The proof-of-concept arrives amid an ongoing and at times bitter dispute between Bitcoin Core and Bitcoin Knots camps over what types of data should be permitted on the Bitcoin network. BIP-110, originally introduced as BIP-444 in October 2025, proposes a temporary one-year soft fork that would cap OP_RETURN outputs at 83 bytes, limit individual data pushes to 256 bytes, and restrict other scripting features that enable large data storage.
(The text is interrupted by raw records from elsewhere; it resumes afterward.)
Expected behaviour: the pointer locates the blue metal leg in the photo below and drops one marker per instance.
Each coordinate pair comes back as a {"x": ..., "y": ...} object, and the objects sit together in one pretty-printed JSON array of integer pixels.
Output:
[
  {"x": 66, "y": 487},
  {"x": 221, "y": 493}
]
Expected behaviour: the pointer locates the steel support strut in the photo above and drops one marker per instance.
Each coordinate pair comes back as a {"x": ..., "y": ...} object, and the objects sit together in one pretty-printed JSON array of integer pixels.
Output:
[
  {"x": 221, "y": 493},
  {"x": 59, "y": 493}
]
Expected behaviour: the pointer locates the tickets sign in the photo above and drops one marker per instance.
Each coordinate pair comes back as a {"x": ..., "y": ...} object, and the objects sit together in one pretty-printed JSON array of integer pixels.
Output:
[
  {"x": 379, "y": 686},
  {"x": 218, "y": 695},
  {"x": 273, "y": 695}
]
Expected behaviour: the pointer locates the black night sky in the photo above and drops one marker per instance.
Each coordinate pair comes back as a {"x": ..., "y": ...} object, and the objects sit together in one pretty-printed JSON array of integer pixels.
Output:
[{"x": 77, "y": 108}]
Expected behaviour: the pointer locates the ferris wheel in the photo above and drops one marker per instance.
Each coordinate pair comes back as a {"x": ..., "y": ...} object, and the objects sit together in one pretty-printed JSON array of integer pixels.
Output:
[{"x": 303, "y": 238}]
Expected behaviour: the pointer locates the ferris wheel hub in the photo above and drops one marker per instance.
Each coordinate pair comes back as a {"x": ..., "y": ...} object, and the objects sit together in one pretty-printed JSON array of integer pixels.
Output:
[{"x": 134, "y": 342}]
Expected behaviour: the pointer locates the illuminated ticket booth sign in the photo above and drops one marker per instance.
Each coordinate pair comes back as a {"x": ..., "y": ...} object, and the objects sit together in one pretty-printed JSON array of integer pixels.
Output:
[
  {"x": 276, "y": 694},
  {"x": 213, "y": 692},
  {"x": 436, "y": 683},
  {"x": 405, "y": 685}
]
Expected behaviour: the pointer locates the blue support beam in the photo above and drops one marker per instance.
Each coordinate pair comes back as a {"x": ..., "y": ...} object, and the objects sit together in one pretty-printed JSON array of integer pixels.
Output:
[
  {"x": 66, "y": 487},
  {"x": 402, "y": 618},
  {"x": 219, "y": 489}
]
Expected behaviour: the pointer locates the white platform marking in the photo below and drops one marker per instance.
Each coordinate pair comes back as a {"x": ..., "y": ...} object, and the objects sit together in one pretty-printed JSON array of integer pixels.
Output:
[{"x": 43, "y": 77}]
It was introduced after Bitcoin Core’s v30 release effectively uncapped OP_RETURN data limits earlier that year.

Luke Dashjr, the Bitcoin Core developer who maintains Bitcoin Knots and serves as CTO of Ocean mining pool, has been a vocal proponent of limiting arbitrary data on Bitcoin, calling inscriptions “spam” since 2023. BIP-110 proponents have argued that contiguous data storage creates legal risks for node operators and diverts Bitcoin from its core purpose as money.

In his own posts on X, Dashjr contested the characterization of Habovštiak’s transaction as “contiguous,” writing in one such post, “His spam isn’t and doesn’t contain contiguous images.” 

About 8.8% of the network is made up of nodes with BIP-110 support, according to data published by The Bitcoin Portal. The proposal is implemented exclusively through Bitcoin Knots, which has seen its node count grow roughly tenfold since the start of 2025.

Habovštiak, a prolific open-source contributor, also produced a BIP-110-compliant version of the image transaction, tested against Bitcoin Knots’ own regtest environment. The compliant version was reportedly larger than the original, which he argued demonstrates that BIP-110’s restrictions would actually increase the total amount of data stored on the blockchain rather than reduce it.

Habovštiak said the project was a one-time effort and that he would not be publishing his code, explicitly to avoid enabling a new wave of NFT-like activity on Bitcoin. He described himself as an opponent of blockchain spam who was motivated by what he considered “untruths” from the Knots camp.

“There’s something I hate much more than spam: Untruths,” Habovštiak wrote. “I tried arguing about this in the past, showed a contiguous image encoded to fit into witness, and yet, the Knots supporters are still saying the same stuff over and over.” The Block could not reach Habovštiak or Dashjr for comment.